Memorial of Saint Cecilia, martyr
(I Maccabees 4:36-37.52-59; Luke 19:45-48)
Today’s first reading from I Maccabees gives the biblical reference for the contemporary Jewish celebration of Hanukkah. The passage tells of how the Jews burnt offerings and sang hymns of praise for eight days to celebrate the rededication of the Temple 165 years or so before Jesus’ birth. According to one tradition after plans for the festivity were decreed, the people discovered that there was only enough consecrated oil left to burn for one day. Undeterred, they went ahead with the celebration as planned and to their amazement found the oil burning for the full eight days. For this reason Hanukkah is sometimes called the “Feast of Lights.” As a testimony to the miracle of the oil, Jews today will eat fried foods throughout the eight-day celebration of Hanukkah.

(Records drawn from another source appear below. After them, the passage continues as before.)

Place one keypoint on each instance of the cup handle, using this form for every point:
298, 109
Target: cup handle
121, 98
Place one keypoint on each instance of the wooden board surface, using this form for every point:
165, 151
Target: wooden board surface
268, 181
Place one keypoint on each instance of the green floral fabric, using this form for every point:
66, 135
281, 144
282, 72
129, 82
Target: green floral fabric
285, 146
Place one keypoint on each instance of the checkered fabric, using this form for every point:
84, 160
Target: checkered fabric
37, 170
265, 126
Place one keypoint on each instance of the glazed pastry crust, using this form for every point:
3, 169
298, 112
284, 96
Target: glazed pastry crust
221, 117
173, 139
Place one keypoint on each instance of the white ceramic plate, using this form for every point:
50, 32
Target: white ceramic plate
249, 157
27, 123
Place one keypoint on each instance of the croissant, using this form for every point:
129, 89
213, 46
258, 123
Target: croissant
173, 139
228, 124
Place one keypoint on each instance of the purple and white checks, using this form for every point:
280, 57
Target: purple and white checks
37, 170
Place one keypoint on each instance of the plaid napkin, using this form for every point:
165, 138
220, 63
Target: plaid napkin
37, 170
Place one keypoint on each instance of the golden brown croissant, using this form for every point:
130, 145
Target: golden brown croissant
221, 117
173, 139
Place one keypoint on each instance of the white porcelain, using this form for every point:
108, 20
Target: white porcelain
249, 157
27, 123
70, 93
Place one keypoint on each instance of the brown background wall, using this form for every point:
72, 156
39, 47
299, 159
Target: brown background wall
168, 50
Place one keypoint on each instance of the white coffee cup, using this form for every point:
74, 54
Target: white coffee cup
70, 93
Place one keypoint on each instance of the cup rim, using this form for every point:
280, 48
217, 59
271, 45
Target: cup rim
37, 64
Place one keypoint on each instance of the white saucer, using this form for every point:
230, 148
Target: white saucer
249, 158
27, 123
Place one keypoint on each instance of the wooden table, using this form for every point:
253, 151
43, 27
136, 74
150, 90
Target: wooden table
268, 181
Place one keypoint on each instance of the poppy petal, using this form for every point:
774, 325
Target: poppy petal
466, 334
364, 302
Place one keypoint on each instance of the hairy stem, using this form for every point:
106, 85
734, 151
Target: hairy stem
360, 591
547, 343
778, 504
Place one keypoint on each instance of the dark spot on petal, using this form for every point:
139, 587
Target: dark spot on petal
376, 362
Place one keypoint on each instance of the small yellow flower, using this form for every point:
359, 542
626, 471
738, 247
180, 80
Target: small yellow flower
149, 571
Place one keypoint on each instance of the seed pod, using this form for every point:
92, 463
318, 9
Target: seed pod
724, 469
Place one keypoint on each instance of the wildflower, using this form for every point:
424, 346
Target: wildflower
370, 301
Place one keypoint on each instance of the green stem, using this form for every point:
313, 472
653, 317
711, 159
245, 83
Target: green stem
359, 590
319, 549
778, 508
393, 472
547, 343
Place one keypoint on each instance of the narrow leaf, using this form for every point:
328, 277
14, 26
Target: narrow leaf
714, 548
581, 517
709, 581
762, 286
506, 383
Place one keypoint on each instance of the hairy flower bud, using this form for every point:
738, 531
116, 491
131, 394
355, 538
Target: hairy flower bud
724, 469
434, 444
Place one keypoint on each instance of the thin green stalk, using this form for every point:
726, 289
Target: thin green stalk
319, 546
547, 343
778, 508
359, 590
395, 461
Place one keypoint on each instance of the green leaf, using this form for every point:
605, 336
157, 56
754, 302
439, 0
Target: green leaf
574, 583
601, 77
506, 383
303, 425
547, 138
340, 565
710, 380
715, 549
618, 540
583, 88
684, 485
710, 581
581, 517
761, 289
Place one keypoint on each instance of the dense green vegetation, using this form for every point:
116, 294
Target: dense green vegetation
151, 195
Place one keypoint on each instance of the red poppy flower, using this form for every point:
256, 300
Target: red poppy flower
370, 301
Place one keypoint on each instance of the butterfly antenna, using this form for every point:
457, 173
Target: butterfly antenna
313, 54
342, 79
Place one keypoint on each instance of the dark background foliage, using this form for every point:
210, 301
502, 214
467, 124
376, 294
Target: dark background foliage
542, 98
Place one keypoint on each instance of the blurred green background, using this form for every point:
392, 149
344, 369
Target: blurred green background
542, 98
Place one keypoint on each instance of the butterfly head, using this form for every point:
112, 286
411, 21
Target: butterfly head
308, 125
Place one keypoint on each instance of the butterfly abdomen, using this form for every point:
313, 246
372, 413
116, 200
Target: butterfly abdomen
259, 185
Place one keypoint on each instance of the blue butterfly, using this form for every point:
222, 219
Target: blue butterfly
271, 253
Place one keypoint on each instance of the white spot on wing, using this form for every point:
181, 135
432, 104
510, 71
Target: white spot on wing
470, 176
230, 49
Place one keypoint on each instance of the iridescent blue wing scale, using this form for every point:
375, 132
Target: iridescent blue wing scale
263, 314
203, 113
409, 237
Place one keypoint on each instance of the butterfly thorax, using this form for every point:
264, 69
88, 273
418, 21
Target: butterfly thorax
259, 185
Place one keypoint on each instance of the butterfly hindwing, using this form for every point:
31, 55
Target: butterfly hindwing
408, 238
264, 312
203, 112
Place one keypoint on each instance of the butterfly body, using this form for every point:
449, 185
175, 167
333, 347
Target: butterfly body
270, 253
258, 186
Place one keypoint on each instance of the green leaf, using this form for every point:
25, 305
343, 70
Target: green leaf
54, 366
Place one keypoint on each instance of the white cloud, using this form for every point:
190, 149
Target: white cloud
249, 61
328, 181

Jesus not only celebrated the Feast of the Dedication of the Temple, as Hanukkah is more traditionally named, he had a great sensibility for the Temple as the meeting place of God and humanity. For this reason he chases the money changers from its confines as today’s gospel relates. His followers later noted how Jesus himself is the prime referent for the human encounter with God and in this sense has replaced the Temple. Nevertheless, Christians still need places to pray so they construct temples, which in English at least are usually called churches. But at the dedication of Catholic churches it is always Jesus who is glorified.